In 1914 he was drafted as a lieutenant reserve in the Imperial and Royal Austro-Hungarian army. In 1915 he was captured by the Russians and was sent to the Asian part of the Russian Empire. After his release from captivity, he developed a plan to save Polish orphans from a local Siberian orphanage. After traversing the wilderness of Siberia on 24 July 1920, he arrived with a group of 41 Polish orphans at the Tokyo headquarters of the Japanese Red Cross. On that day the "Official establishment of the welfare of Polish children" was established by J. Okakura - Attaché president of the Japanese Red Cross. For his heroic deed he was honored with the Order of Samurai. Due to his efforts the saved Polish orphans were taken on board a merchant ship on to the US, where they were taken by Polish expatriates. After coming to America Charles Pawlica was employed at the Polish consulate in Chicago.

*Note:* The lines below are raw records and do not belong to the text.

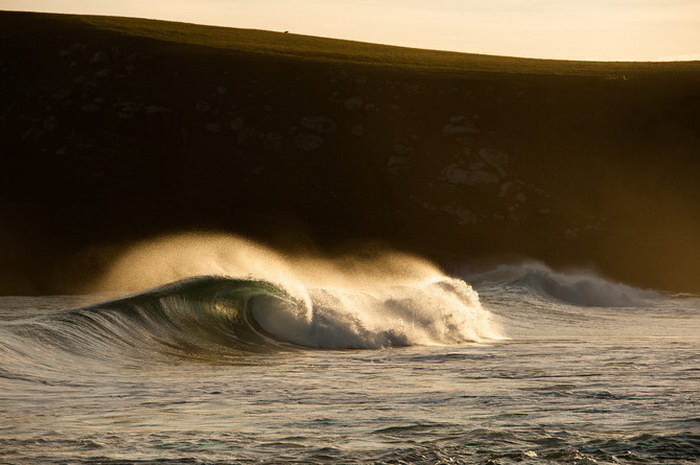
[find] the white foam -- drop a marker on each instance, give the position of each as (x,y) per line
(387,299)
(582,288)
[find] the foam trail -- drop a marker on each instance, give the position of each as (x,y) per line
(576,288)
(383,300)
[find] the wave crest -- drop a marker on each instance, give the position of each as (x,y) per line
(576,288)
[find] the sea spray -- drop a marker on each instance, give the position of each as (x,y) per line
(197,292)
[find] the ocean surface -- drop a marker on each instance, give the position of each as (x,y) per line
(519,364)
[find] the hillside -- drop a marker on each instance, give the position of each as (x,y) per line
(115,129)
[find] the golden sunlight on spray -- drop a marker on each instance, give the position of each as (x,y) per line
(389,298)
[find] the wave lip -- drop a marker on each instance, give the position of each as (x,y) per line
(583,289)
(224,315)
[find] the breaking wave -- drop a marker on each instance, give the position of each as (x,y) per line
(576,288)
(260,300)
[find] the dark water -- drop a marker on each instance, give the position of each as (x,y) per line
(204,372)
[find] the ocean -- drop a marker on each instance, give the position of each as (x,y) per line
(395,363)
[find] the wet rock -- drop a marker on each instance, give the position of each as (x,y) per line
(308,142)
(90,108)
(250,136)
(458,130)
(354,103)
(156,110)
(401,149)
(273,141)
(455,174)
(89,86)
(398,164)
(496,159)
(50,123)
(115,52)
(103,73)
(320,124)
(99,58)
(236,124)
(358,130)
(61,94)
(126,110)
(464,215)
(213,127)
(32,134)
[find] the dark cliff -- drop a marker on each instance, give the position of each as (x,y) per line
(116,129)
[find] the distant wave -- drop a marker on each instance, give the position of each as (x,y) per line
(575,288)
(218,314)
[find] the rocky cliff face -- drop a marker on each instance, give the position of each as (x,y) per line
(109,137)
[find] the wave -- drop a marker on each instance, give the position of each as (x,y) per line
(575,288)
(213,314)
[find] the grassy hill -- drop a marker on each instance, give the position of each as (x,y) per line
(115,129)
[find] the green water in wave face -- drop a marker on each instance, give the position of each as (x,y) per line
(575,384)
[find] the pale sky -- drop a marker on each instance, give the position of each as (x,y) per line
(573,29)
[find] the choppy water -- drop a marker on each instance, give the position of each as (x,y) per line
(540,367)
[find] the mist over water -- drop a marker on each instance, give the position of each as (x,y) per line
(216,349)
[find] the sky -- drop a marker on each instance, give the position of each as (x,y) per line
(644,30)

A year later he returned to Poland, where he was directed by the Ministry of the former Prussian District in Warsaw to work in the Department of Agriculture and National Patrimony of the Pomorskie Regional Office in Toruń starting on the 6 May 1921. Five months later he was promoted to the rank of Consul Governor of Pomerania. In the 1930s he retired and became a member of the Alma Mater in Czechoslovakia with ID number 008950. He lived in Cieszyn at Słowackiego 1 Street.

During the German occupation, he hid in the General Government in Warsaw. After the war he returned to the family in Niebory. The Czechoslovak National Council (Národní výbor), granted him Czechoslovak citizenship in 1945 (Nebory and whole Trans-Olza the 1945 year were incorporated into Czechoslovakia). In subsequent years, he joined the Polish Cultural and Educational Union and founded the local division in Nebory. Karol Pawlica died on 17 September 1970 in Nebory at the age of 86 and was buried at the cemetery in Nebory.

== Bibliography ==
- Tadeusz Kopoczek, Samuraj z... Nieborów, „Kalendarz Cieszyński”, T. 21 (2005 [2004]), pp. 177–184.